1°) de condamner le centre hospitalier de Château-Thierry et son assureur, la société Relyens Mutual Insurance, à lui payer la somme de 308 746,32 euros en réparation des préjudices subis lors de sa prise en charge par cet établissement de santé ;
2°) de mettre à la charge du centre hospitalier de Château-Thierry et son assureur, la société Relyens Mutual Insurance, la somme de 3 000 euros en application de l'article
L. 761-1 du code de justice administrative, ainsi que les dépens.
Elle soutient que :
- la responsabilité du centre hospitalier de Château-Thierry est engagée à raison d'un défaut de prise en charge de son état de santé lui ayant fait subir une perte de chance de 50 % d'éviter les séquelles dont elle demeure atteinte selon le jugement précité';
- le centre hospitalier de Château-Thierry et son assureur devront être condamnés à réparer ses préjudices à hauteur de 8 523,75 euros en réparation des dépenses de santé actuelles, 3 089,24 euros en réparation des frais divers, 1 573,85 euros en réparation des pertes de gains professionnels actuels, 3 856,49 euros en réparation du déficit fonctionnel temporaire, 8 757 euros en réparation de l'assistance par tierce personne temporaire, 6 000 euros en réparation des souffrances endurées, 750 euros en réparation du préjudice esthétique temporaire, 34 610,10 euros en réparation des dépenses de santé futures, 167 785,89 euros en réparation de l'assistance par tierce personne permanente, 12 500 euros en réparation de l'incidence professionnelle, 44 800 euros en réparation du déficit fonctionnel permanent, 7 500 euros en réparation du préjudice d'agrément, 1 500 euros en réparation du préjudice esthétique permanent et 7 500 euros en réparation du préjudice sexuel.

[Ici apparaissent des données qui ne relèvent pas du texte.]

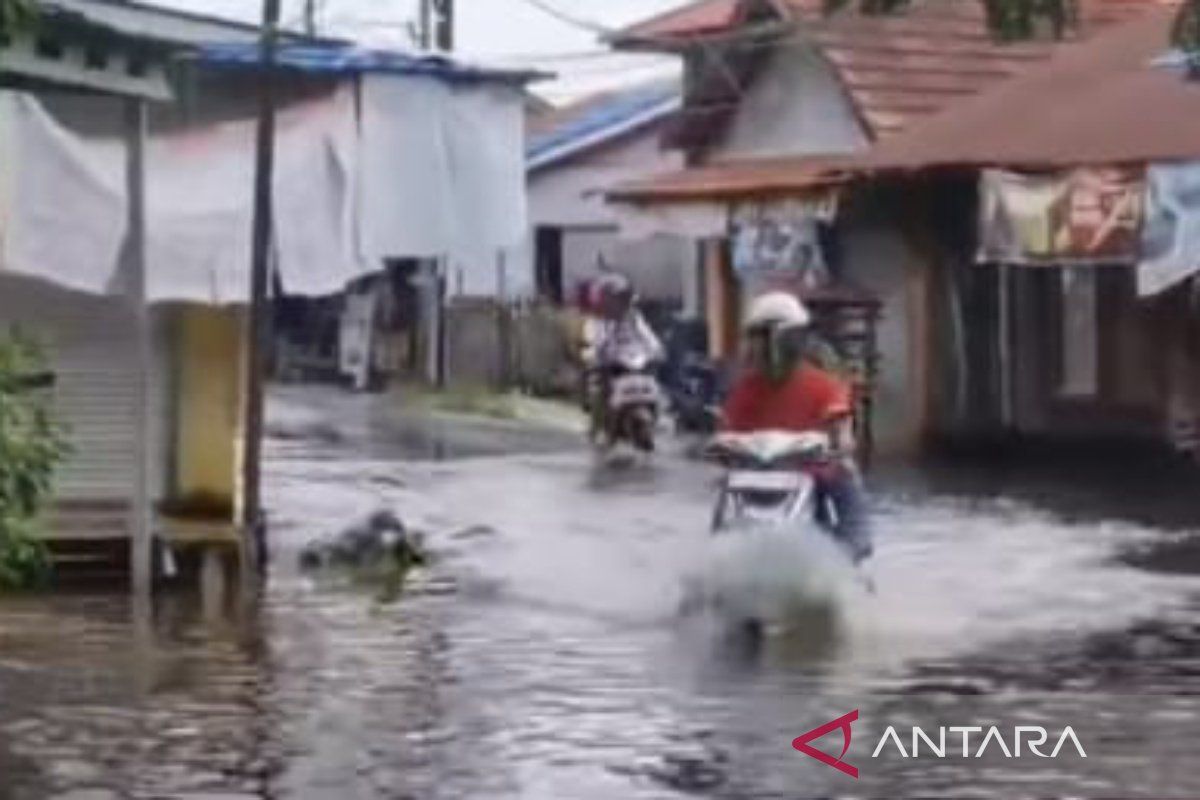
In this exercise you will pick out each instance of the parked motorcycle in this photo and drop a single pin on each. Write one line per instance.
(693, 389)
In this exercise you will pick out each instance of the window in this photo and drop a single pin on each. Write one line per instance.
(1080, 372)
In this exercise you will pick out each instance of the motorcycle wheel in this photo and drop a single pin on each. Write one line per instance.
(641, 423)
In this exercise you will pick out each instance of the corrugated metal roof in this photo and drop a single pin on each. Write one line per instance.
(597, 120)
(693, 19)
(154, 23)
(906, 65)
(348, 59)
(899, 68)
(1098, 102)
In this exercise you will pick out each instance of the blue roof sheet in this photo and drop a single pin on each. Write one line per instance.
(611, 112)
(349, 59)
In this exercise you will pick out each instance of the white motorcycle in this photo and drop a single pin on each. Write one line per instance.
(768, 479)
(635, 400)
(773, 555)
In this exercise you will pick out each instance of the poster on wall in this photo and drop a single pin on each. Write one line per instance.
(1081, 215)
(1170, 238)
(781, 238)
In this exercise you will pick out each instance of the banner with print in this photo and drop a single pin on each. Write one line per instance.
(1089, 215)
(1170, 238)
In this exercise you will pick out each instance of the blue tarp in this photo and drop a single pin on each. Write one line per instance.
(348, 59)
(612, 113)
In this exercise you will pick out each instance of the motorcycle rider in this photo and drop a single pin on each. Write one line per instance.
(783, 391)
(621, 326)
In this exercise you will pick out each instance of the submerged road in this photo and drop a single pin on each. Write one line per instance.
(541, 655)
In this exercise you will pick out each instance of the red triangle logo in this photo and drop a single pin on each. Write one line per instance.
(841, 723)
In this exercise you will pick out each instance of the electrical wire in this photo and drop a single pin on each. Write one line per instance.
(588, 25)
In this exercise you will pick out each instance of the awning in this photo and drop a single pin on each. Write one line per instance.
(701, 203)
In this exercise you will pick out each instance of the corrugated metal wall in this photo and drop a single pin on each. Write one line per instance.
(91, 346)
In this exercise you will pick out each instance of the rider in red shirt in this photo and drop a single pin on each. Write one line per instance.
(780, 391)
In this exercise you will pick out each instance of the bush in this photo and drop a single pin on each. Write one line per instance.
(31, 446)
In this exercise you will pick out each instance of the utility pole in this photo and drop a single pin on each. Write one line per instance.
(258, 318)
(437, 25)
(443, 31)
(310, 17)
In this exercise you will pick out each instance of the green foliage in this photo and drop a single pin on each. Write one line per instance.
(1186, 30)
(1020, 19)
(31, 446)
(17, 14)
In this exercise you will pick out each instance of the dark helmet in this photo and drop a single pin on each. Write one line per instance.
(616, 293)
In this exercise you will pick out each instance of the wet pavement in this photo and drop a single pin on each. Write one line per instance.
(541, 653)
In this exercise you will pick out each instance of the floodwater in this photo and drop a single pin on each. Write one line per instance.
(541, 653)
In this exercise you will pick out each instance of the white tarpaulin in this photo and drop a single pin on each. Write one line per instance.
(1170, 236)
(687, 220)
(442, 168)
(432, 169)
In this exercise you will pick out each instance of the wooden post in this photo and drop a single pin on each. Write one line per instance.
(142, 529)
(1005, 334)
(258, 319)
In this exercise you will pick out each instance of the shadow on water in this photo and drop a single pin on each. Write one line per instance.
(1134, 482)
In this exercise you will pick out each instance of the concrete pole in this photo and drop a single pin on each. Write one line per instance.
(258, 319)
(142, 528)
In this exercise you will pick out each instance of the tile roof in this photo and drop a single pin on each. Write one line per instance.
(1101, 102)
(731, 179)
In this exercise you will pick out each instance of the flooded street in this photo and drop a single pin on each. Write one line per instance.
(541, 653)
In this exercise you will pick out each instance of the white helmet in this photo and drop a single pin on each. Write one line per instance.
(777, 310)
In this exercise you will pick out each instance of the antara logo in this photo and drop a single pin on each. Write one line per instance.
(1030, 739)
(843, 723)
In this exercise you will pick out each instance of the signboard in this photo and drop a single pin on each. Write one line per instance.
(1077, 216)
(781, 238)
(1170, 238)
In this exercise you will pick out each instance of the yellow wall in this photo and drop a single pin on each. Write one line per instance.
(209, 409)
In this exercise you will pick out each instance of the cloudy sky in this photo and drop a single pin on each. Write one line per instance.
(511, 32)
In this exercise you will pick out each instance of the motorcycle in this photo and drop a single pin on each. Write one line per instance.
(634, 400)
(694, 394)
(768, 479)
(773, 555)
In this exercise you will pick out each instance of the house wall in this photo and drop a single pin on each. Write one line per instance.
(876, 257)
(209, 405)
(795, 107)
(657, 265)
(1132, 394)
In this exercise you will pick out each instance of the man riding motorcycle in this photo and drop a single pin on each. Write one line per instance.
(780, 391)
(621, 326)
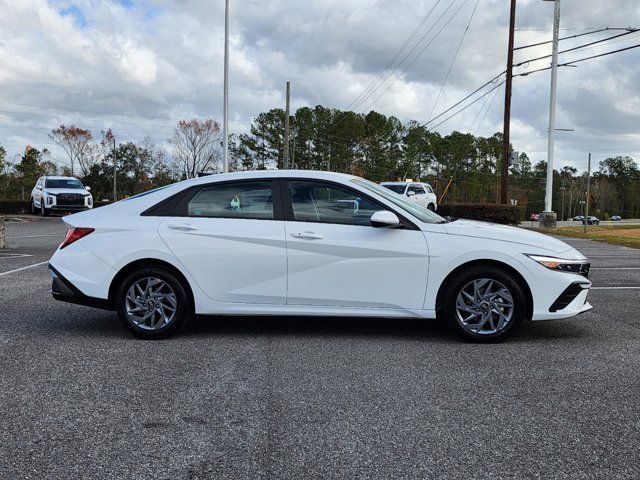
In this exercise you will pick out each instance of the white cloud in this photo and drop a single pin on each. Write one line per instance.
(157, 61)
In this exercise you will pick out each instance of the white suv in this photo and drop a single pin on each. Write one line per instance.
(60, 194)
(417, 191)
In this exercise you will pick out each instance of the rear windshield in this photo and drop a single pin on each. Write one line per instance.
(63, 183)
(394, 187)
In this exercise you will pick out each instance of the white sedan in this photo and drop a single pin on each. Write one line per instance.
(309, 243)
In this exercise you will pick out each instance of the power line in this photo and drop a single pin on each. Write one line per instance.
(493, 80)
(576, 48)
(419, 53)
(466, 106)
(395, 69)
(397, 54)
(79, 110)
(522, 47)
(579, 60)
(453, 60)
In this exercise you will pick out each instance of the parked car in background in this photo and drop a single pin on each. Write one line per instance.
(417, 191)
(60, 194)
(591, 220)
(294, 242)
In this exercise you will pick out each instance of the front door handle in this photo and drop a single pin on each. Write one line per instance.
(307, 235)
(181, 228)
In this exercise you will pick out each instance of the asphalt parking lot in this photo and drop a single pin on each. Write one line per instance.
(314, 398)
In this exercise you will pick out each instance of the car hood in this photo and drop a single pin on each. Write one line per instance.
(504, 233)
(67, 190)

Par des mémoires en défense enregistrés les 11 avril 2023 et 21 juin 2023, le centre hospitalier de Château-Thierry et son assureur, la société Relyens Mutual Insurance, représentés par la SCP Lebègue Derbise, demandent au tribunal de réduire les demandes indemnitaires en une notable proportion, sous déduction des provisions versées amiablement à hauteur de la somme de 6 000 euros.

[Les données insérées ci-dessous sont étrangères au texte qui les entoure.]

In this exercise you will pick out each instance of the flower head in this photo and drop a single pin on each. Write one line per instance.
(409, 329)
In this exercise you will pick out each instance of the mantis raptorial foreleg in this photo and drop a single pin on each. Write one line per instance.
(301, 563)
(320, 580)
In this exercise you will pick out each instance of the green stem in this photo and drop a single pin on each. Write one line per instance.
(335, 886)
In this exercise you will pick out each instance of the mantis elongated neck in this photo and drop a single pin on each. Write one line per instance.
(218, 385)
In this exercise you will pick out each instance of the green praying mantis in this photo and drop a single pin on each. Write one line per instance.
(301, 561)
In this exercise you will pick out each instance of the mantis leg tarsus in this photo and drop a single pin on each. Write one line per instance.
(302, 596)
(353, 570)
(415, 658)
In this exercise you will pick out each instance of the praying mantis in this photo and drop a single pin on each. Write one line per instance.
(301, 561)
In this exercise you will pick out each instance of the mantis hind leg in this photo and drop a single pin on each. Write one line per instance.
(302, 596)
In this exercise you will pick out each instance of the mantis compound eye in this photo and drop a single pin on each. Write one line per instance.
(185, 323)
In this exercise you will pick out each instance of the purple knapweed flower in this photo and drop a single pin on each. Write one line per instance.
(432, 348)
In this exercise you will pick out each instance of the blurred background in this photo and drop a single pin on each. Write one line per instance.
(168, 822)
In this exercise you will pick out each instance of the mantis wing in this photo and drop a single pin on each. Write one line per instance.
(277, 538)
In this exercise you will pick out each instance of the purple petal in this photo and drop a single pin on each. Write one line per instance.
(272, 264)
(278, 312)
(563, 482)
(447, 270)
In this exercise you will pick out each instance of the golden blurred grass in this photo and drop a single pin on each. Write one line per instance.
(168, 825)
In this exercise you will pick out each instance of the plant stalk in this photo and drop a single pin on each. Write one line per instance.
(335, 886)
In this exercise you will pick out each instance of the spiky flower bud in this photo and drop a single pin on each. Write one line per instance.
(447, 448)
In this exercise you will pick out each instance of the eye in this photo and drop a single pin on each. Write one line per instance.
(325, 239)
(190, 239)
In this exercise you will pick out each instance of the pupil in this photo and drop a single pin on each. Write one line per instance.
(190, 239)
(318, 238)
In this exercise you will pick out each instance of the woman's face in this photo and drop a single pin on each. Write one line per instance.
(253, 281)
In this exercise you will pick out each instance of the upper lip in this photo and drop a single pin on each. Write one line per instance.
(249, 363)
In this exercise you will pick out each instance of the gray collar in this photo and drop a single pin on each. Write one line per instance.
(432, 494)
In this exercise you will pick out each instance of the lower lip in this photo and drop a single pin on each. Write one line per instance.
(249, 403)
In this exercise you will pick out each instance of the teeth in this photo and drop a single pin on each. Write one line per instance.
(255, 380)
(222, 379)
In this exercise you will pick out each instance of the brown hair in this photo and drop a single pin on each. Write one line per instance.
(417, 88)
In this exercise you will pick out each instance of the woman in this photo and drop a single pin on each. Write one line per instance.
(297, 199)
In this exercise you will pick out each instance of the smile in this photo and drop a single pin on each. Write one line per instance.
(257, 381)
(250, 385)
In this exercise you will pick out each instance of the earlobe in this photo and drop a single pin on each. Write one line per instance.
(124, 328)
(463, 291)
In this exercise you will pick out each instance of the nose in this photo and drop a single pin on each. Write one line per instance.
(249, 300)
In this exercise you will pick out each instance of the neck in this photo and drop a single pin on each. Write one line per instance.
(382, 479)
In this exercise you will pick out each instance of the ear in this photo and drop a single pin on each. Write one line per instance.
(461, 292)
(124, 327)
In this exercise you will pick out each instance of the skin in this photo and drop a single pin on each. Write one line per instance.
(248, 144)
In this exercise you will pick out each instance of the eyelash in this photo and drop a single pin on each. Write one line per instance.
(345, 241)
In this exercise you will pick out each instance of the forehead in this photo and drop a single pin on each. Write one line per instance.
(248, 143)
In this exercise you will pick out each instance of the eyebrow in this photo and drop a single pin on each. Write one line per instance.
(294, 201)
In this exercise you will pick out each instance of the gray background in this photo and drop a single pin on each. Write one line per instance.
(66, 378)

Par un mémoire enregistré le 19 avril 2023, la caisse primaire d'assurance maladie (CPAM) de l'Aisne, représentée par Me de Berny, demande au tribunal :
1°) de condamner le centre hospitalier de Château-Thierry à lui rembourser la somme de 804,06 euros au titre des indemnités journalières servies à Mme B ;
2°) de mettre à la charge du centre hospitalier de Château-Thierry la somme de 700 euros en application de l'article L. 761-1 du code de justice administrative.
Vu :
- l'ordonnance no 2001436 du 16 mars 2023 de la présidente du tribunal administratif d'Amiens taxant et liquidant les frais d'expertise, ordonnée le 7 juillet 2022, à la somme de 1 500 euros';
- les autres pièces du dossier.
Vu :
- le code de la santé publique';
- le code de justice administrative.
Les parties ont été régulièrement averties du jour de l'audience.

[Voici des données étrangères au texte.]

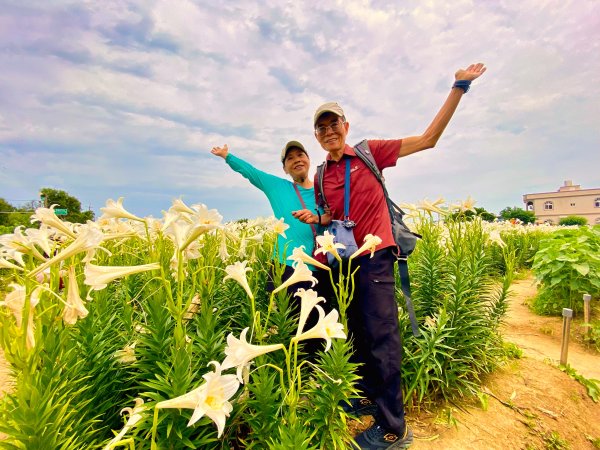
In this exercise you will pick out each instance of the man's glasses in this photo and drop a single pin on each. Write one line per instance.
(335, 128)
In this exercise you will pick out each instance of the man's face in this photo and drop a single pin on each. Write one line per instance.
(331, 140)
(296, 163)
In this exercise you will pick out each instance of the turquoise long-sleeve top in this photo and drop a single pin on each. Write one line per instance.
(283, 199)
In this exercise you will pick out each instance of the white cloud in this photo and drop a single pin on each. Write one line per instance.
(127, 98)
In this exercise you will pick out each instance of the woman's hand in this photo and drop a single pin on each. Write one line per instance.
(470, 73)
(306, 216)
(220, 151)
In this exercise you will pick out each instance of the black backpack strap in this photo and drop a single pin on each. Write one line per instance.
(322, 202)
(364, 153)
(405, 286)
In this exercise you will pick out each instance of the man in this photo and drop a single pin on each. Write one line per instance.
(373, 312)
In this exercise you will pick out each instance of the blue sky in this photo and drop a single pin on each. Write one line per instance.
(126, 98)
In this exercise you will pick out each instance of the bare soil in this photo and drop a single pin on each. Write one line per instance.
(531, 404)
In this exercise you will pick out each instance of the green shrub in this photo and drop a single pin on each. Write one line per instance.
(573, 220)
(567, 266)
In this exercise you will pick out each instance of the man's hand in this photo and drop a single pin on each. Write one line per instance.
(220, 151)
(470, 73)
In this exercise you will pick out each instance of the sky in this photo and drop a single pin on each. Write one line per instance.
(108, 99)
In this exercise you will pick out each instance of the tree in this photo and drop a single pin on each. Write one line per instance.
(517, 213)
(5, 210)
(65, 201)
(573, 220)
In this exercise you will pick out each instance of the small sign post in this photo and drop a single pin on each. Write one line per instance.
(564, 351)
(587, 312)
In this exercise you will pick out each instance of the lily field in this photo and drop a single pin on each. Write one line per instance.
(137, 332)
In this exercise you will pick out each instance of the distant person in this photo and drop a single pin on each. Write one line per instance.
(373, 312)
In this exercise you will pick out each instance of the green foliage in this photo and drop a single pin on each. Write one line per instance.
(567, 265)
(573, 220)
(469, 215)
(6, 229)
(72, 385)
(517, 213)
(12, 216)
(460, 308)
(63, 200)
(5, 208)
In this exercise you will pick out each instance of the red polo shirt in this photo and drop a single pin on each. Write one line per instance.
(368, 207)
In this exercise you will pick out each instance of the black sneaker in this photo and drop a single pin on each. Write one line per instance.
(377, 437)
(361, 406)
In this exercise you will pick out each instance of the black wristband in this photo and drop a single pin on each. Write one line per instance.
(463, 84)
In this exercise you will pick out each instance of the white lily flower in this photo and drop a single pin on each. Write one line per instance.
(211, 399)
(15, 301)
(42, 238)
(179, 206)
(327, 328)
(115, 210)
(326, 245)
(126, 355)
(426, 205)
(75, 308)
(135, 415)
(237, 272)
(223, 253)
(279, 227)
(49, 218)
(371, 243)
(88, 239)
(239, 352)
(496, 238)
(309, 300)
(98, 277)
(301, 273)
(22, 243)
(298, 254)
(5, 264)
(467, 205)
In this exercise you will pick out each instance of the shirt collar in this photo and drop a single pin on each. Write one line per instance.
(349, 151)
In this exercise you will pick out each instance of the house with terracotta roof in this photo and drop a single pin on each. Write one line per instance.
(569, 200)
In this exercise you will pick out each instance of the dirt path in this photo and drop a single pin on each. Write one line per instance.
(530, 403)
(540, 337)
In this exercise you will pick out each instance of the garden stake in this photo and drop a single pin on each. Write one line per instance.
(564, 351)
(586, 312)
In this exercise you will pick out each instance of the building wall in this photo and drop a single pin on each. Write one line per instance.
(569, 200)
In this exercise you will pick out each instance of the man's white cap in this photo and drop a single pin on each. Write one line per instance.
(332, 107)
(289, 145)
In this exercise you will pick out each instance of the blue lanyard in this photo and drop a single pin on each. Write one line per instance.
(347, 191)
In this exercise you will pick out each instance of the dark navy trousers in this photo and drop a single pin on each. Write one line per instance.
(373, 327)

Ont été entendus au cours de l'audience publique :
- le rapport de M. Menet, premier conseiller,
- les conclusions de M. Beaujard, rapporteur public,
- et les observations de Me Denys pour le centre hospitalier de Château-Thierry et la société Relyens Mutual Insurance.
Considérant ce qui suit :
1. Par jugement du 7 juillet 2022, le tribunal a retenu que le centre hospitalier de Château-Thierry, à la suite de l'admission de Mme B aux urgences le 27 février 2016, avait tardé à procéder à des examens occasionnant un retard de diagnostic d'un syndrome de la queue de cheval chez la patiente et que ce manquement lui avait fait perdre une chance de 50 % d'éviter les séquelles dont elle demeure atteinte. Le tribunal a d'une part condamné le centre hospitalier à verser à la caisse primaire d'assurance maladie de l'Aisne ses débours exposés et les frais futurs, sursoyant à statuer sur les indemnités journalières servies et d'autre part ordonné, avant dire droit sur la liquidation des préjudices subis par l'intéressée, une expertise médicale dont les conclusions ont été déposées au greffe de la juridiction le 10 mars 2023.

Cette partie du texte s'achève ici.